By this stage it was all getting a bit nasty and the excuses started rolling in.
Middendorp, looking angrier by the day, had gone on national television and accused Golden Arrows and their owner Mato Madlala of influencing match officials after the sides played to a 1-1 draw in KwaMashu.
Then, after the SuperSport loss, Middendorp used his post-match interview to launch an attack on Stuart Baxter's men after they had continued playing despite Maritzburg's Khumbulani Banda lying on the turf 'injured'.
That movement led to SuperSport's equaliser, and Middendorp was furious.
While it came across as sour, it also showed the fight he had left in him.
A coach feeling hard done, dropping bombs on everyone around him, is a coach that is still alive and kicking.
At not one point, even when Maritzburg were 10 minutes away from the drop, did Middendorp stop fighting.
That attitude could be seen in his players week in and week out, even when results weren't going their way.
Kurt Lentjies, massive for Maritzburg this season, epitomised that fight more than anyone.
A 1-0 win over Ajax in their second-last game of the season finally moved Maritzburg off the foot of the table.
That Thami Mkhize free-kick 5 minutes from time was equally as important as anything that happened on the last day.
Finally, Maritzburg had a slice of luck fall their way.
Mkhize's free-kick hit the wall, took a massive deflection and made its way into the top right corner for three invaluable points.
On the same day Tuks drew 2-2 at Polokwane City and Jomo Cosmos lost at Golden Arrows - and all of a sudden Maritzburg had given themselves a sniff.
One match remained ... a final day trip to Jomo Cosmos, who were a single point ahead of Maritzburg and just out of the relegation zone in 14th place.
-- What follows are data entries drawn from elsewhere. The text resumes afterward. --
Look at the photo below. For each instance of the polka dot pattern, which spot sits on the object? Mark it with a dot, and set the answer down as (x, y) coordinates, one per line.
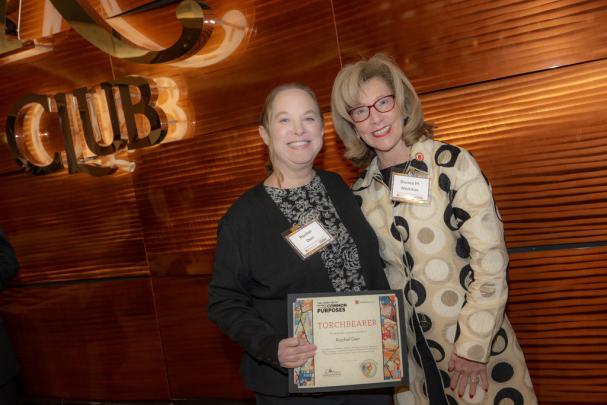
(481, 322)
(455, 260)
(437, 271)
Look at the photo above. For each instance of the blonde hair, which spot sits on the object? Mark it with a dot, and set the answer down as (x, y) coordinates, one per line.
(346, 90)
(266, 112)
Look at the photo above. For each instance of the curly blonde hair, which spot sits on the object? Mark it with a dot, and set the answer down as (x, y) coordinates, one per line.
(344, 97)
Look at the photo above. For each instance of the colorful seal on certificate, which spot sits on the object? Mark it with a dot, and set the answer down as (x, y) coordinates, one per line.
(369, 368)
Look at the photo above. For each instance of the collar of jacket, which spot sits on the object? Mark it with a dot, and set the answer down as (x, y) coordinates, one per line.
(420, 155)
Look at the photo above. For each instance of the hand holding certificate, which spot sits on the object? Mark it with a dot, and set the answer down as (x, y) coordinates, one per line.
(359, 339)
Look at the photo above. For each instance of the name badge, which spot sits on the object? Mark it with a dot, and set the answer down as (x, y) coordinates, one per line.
(408, 188)
(309, 239)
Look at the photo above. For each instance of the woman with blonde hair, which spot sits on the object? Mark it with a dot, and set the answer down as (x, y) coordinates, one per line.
(440, 236)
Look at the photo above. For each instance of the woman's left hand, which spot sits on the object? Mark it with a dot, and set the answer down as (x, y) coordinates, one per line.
(464, 372)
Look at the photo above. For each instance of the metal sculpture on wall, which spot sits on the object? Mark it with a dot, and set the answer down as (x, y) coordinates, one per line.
(190, 13)
(8, 44)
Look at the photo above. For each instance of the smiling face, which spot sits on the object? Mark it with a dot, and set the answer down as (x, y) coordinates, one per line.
(295, 133)
(382, 131)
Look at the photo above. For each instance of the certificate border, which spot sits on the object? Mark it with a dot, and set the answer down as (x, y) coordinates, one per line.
(403, 340)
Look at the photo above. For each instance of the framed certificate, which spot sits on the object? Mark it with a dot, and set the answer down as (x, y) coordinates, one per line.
(359, 336)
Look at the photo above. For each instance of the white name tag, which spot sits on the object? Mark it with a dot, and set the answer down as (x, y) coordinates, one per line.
(308, 239)
(410, 188)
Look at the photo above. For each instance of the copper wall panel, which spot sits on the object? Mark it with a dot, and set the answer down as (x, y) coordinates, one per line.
(293, 43)
(201, 361)
(538, 136)
(444, 44)
(183, 188)
(87, 341)
(72, 63)
(540, 139)
(67, 227)
(557, 308)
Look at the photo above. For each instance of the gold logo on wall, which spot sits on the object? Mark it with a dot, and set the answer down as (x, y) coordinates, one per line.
(90, 130)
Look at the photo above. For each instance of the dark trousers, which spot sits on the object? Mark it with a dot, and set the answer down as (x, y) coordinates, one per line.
(9, 393)
(383, 397)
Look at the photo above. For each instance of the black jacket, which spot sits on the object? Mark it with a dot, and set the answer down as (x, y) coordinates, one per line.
(255, 269)
(8, 269)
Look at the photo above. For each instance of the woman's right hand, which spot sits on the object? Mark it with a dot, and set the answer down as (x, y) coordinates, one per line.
(293, 352)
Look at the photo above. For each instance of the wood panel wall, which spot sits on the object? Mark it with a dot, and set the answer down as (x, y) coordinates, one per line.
(110, 301)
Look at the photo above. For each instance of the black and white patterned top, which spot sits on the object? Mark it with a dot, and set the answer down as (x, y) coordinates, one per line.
(302, 205)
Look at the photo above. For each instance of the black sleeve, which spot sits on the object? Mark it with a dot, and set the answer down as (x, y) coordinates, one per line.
(8, 262)
(231, 306)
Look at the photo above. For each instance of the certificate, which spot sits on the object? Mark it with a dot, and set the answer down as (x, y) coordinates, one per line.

Cosmos had learnt less than 24 hours before kick-off that they would not be deducted points despite being found guilty after fielding the ineligible Thabo Modiba in a 1-0 win over Kaizer Chiefs.
Maritzburg were led to believe that a points deduction would follow, but after that ruling they knew the only way they could survive was with a win in Potchefstroom.
The rest is a blur.
At half-time, Tuks were winning 2-0 at home to Arrows while Maritzburg were trailing 1-0.
At that stage, finishing 15th (the relegation/promotion playoff position) was not a possibility.
A draw would not be enough to save Maritzburg as Tuks had a superior goal difference.
As each minute passed, the inevitability of United being relegated grew stronger.
And then it happened, as if there was some kind of supernatural presence hovering over Olen Park.
There wasn't, of course. The gods do not care for football. But even so, what transpired in those chaotic moments is as close to a footballing miracle you are likely to witness.
The great escape was complete, and 1 000 Maritzburg United fans who had made the 9-hour journey by bus were given their moment.
It had all been worth it. The pain of a season that saw just two wins at home in 15 attempts was washed away in the blink of an eye.
Maritzburg are safe, and the first order of business ahead of next season is to ensure that Middendorp puts pen to paper on a new deal.